M <- gbm(y ~ ., data = df, 
         n.trees = 1000,
         interaction.depth = 2,
         cv.folds = 10,
         n.cores = 4)

Even though there is no signal to find here, gbm still is able to decrease the cross validation error from the null model

gbm.perf(M)

enter image description here

gbm is telling me the optimal tree depth here is about 600, although the true value is zero. Notice how cross validation (or out of sample testing in your case) is not protecting me here, as sometimes the same patterns appear by chance in the training and hold out data. Notice also that this happens even though the training data is truly uncorrelated.

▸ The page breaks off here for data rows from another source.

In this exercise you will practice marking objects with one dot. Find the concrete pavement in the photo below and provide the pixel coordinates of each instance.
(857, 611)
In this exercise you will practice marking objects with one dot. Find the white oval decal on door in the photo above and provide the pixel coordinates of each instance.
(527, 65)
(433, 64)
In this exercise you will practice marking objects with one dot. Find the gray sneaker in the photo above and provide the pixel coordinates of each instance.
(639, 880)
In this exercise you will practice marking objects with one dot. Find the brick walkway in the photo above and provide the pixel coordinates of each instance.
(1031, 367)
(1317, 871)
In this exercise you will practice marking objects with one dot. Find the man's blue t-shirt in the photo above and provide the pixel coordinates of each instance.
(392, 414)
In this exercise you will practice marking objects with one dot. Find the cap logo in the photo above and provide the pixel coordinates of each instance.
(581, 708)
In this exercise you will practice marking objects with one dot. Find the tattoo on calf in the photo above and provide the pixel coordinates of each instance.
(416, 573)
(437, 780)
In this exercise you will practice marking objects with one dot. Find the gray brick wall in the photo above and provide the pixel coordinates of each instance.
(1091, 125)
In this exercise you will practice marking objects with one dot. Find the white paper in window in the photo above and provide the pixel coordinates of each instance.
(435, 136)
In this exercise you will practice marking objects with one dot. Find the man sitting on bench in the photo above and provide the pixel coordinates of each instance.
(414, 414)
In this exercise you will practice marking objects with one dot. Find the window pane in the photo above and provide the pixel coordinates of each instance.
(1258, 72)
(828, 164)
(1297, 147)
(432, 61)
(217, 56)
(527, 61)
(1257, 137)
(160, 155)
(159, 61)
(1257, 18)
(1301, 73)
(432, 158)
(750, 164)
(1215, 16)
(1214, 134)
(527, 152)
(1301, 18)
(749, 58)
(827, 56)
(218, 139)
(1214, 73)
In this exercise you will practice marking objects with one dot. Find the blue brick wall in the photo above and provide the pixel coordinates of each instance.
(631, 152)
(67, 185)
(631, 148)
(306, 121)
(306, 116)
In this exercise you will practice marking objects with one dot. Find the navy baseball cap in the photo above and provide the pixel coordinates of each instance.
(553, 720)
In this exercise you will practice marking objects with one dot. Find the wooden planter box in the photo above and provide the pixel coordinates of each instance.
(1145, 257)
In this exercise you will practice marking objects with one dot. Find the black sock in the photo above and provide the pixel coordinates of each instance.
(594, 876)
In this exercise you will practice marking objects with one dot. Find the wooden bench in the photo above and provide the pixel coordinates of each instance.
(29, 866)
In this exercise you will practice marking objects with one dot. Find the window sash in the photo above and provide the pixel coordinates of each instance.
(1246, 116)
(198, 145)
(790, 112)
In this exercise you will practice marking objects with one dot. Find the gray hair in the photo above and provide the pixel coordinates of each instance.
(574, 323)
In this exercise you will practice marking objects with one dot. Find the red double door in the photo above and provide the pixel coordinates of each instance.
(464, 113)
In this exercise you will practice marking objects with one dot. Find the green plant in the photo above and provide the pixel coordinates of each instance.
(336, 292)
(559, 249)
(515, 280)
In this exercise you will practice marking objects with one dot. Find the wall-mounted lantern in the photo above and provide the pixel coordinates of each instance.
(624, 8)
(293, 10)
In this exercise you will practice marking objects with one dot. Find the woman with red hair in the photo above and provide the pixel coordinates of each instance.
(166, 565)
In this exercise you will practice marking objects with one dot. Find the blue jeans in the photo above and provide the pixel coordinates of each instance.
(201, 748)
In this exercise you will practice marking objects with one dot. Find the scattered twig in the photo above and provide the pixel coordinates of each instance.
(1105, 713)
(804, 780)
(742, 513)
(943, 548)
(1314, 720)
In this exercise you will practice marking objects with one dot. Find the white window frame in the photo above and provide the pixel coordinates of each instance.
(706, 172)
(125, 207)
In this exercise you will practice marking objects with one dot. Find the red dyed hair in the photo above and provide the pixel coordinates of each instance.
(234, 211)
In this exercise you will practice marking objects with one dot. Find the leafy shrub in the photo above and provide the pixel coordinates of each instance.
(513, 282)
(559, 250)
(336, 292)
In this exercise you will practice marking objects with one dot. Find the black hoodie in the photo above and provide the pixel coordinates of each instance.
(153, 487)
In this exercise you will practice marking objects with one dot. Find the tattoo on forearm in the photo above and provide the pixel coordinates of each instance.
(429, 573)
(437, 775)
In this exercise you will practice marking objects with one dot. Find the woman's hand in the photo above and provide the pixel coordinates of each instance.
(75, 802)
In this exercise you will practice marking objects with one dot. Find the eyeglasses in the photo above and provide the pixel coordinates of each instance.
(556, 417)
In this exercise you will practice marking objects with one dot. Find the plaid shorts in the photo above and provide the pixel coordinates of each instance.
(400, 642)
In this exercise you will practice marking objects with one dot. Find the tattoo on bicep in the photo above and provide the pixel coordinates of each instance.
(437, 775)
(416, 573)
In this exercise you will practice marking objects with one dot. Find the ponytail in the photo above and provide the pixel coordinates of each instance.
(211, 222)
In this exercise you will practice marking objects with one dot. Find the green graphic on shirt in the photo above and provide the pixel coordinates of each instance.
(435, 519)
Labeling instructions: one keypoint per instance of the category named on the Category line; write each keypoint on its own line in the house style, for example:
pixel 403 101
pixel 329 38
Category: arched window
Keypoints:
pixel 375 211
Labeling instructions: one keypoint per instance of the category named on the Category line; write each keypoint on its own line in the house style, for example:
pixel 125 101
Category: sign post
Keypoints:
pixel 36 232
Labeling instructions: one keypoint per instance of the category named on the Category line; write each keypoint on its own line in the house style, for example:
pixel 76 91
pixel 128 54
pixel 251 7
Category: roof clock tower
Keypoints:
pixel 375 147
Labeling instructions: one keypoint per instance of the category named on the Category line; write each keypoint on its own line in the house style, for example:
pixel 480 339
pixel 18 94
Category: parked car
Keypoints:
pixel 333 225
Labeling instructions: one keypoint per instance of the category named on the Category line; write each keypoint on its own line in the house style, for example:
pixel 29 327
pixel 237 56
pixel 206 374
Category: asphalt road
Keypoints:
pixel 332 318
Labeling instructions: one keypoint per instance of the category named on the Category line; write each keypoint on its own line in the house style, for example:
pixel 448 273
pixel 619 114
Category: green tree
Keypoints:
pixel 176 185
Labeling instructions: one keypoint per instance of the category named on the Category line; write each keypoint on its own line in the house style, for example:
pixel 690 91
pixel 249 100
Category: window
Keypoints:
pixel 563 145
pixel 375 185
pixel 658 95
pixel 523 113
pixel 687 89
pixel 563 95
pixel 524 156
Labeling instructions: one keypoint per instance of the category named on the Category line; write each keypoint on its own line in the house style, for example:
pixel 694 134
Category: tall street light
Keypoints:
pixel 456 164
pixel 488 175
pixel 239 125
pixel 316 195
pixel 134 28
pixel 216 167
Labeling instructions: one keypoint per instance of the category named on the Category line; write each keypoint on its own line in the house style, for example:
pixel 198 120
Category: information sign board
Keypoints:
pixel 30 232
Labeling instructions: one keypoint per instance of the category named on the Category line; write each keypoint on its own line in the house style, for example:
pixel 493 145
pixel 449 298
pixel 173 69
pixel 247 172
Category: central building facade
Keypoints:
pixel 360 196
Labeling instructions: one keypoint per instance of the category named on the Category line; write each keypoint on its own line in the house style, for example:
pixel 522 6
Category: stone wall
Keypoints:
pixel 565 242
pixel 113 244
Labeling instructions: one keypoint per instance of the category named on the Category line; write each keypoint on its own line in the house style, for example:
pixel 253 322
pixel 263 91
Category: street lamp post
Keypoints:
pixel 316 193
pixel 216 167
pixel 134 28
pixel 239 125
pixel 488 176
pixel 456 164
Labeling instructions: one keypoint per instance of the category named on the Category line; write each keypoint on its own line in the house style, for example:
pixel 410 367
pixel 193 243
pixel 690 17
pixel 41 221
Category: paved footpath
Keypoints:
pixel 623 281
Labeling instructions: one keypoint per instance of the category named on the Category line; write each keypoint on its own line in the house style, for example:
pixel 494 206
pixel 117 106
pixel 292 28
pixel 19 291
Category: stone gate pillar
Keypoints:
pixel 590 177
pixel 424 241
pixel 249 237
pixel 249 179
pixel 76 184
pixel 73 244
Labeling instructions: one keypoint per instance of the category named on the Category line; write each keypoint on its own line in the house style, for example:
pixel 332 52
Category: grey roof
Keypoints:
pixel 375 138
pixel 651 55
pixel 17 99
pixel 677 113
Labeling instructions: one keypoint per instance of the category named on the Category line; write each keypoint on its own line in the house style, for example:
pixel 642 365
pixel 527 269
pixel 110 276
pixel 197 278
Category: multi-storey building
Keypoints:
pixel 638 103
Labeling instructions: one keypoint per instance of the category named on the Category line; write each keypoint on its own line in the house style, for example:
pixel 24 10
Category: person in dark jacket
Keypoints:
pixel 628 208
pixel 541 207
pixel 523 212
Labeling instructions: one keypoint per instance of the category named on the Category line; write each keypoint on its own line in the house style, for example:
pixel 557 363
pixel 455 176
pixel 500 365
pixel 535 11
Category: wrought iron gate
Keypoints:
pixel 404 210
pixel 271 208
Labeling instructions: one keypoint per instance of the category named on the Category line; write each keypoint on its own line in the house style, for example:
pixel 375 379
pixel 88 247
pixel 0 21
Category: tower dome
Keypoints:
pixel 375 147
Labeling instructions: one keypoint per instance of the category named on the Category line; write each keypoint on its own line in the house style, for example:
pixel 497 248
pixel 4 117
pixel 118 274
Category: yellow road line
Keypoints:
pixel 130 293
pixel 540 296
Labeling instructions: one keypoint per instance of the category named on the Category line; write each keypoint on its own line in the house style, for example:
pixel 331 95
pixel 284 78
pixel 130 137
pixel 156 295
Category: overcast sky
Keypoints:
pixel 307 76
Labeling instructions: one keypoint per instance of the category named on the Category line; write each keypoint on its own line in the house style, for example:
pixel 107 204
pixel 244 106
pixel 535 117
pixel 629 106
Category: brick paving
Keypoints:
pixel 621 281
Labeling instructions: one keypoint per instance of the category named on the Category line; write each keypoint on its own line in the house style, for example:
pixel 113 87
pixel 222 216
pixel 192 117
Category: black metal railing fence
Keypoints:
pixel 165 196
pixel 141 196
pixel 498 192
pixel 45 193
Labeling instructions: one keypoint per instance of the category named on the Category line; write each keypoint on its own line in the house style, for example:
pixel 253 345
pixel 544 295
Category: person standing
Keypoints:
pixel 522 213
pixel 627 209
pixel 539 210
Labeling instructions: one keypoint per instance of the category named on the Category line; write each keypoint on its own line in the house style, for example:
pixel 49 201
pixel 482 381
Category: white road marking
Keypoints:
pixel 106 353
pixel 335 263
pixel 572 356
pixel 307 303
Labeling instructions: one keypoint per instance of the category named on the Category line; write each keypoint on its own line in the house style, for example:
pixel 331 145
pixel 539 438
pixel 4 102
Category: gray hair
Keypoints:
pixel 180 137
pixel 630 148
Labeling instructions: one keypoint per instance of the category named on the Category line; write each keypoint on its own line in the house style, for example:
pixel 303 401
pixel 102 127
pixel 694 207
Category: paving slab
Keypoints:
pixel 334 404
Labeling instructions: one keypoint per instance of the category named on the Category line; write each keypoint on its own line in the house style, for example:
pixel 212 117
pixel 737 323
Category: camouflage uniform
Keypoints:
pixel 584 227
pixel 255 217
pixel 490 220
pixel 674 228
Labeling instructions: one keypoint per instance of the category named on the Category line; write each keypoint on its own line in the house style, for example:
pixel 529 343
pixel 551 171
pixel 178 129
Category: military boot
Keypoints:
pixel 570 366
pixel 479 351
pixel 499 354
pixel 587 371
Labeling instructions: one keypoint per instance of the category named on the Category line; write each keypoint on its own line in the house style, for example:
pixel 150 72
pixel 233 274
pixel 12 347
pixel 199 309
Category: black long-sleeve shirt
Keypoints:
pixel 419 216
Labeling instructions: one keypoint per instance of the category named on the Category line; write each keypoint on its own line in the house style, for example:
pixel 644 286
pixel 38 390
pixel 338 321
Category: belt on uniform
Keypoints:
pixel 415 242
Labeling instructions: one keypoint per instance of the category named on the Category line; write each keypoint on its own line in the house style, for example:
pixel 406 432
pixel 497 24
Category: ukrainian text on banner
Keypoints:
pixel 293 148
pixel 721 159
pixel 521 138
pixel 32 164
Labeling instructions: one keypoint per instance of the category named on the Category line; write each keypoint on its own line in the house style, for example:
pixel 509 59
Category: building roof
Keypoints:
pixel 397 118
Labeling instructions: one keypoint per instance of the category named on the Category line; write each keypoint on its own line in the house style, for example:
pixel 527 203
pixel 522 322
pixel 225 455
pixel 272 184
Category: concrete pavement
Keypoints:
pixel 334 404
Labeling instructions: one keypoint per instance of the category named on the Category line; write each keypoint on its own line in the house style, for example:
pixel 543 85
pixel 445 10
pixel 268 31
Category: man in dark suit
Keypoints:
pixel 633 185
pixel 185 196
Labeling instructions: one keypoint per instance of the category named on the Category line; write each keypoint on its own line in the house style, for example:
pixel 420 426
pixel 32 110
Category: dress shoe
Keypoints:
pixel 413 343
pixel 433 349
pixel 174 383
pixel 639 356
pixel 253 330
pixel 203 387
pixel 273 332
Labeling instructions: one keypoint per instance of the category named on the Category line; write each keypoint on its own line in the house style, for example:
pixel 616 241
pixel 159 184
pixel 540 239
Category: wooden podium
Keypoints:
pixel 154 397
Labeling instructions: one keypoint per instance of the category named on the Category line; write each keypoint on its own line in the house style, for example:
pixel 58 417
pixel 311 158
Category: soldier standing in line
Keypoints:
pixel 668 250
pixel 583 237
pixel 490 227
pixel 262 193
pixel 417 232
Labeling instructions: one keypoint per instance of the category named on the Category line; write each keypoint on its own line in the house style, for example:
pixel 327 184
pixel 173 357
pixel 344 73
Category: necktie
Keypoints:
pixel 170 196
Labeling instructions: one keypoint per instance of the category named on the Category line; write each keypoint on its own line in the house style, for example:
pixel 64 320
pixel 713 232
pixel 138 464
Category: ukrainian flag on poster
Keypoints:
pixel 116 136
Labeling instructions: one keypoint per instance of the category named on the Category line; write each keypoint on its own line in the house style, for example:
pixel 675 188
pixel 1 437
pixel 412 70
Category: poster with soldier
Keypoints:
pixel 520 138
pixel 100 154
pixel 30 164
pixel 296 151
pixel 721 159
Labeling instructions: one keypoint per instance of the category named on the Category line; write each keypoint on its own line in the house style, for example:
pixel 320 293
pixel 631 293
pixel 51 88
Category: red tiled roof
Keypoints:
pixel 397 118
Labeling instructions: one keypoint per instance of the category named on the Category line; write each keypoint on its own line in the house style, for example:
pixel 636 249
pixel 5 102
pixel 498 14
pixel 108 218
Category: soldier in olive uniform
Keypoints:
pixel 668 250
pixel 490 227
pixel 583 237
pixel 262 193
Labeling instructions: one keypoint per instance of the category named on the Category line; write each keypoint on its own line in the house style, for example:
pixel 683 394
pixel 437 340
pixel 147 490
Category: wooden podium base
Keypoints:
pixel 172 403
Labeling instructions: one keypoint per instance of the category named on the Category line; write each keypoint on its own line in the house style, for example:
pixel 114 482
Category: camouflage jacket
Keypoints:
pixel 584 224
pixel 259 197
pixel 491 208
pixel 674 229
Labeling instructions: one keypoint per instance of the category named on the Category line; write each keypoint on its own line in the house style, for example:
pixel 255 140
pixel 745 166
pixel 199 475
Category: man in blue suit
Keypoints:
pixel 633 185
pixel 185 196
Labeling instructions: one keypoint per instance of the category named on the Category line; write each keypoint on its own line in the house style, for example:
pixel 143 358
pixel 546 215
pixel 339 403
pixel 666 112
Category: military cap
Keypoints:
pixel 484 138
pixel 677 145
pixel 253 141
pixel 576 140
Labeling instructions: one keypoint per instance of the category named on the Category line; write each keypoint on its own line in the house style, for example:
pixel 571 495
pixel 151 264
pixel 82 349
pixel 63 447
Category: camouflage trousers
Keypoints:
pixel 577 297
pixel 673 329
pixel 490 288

Of course, one way to alleviate this is to fit the model on more data, and this does indeed rectify the problem

df <- data.frame(matrix(rnorm(50*1000), nrow = 1000))
df$y <- rnorm(1000)

enter image description here

There is never a free lunch. If you pass the gbm algorithm predictors that bear a weak or no relationship to the response, you are always risking it finding false patterns.

Is there a method similar to lasso (like regsubsets() in R) that would try to find an optimal subset of predictors for a gbm model?

Attempts to find an optimal subset of predictors are likely to make this problem worse rather than better. Pre-screening can cause severe optimism in your model, and very quickly hurt its out of sample performance. I always recommend reading the section of Elements of Statistical Learning on this point titled "The Wrong and Right Way to do Cross Validation".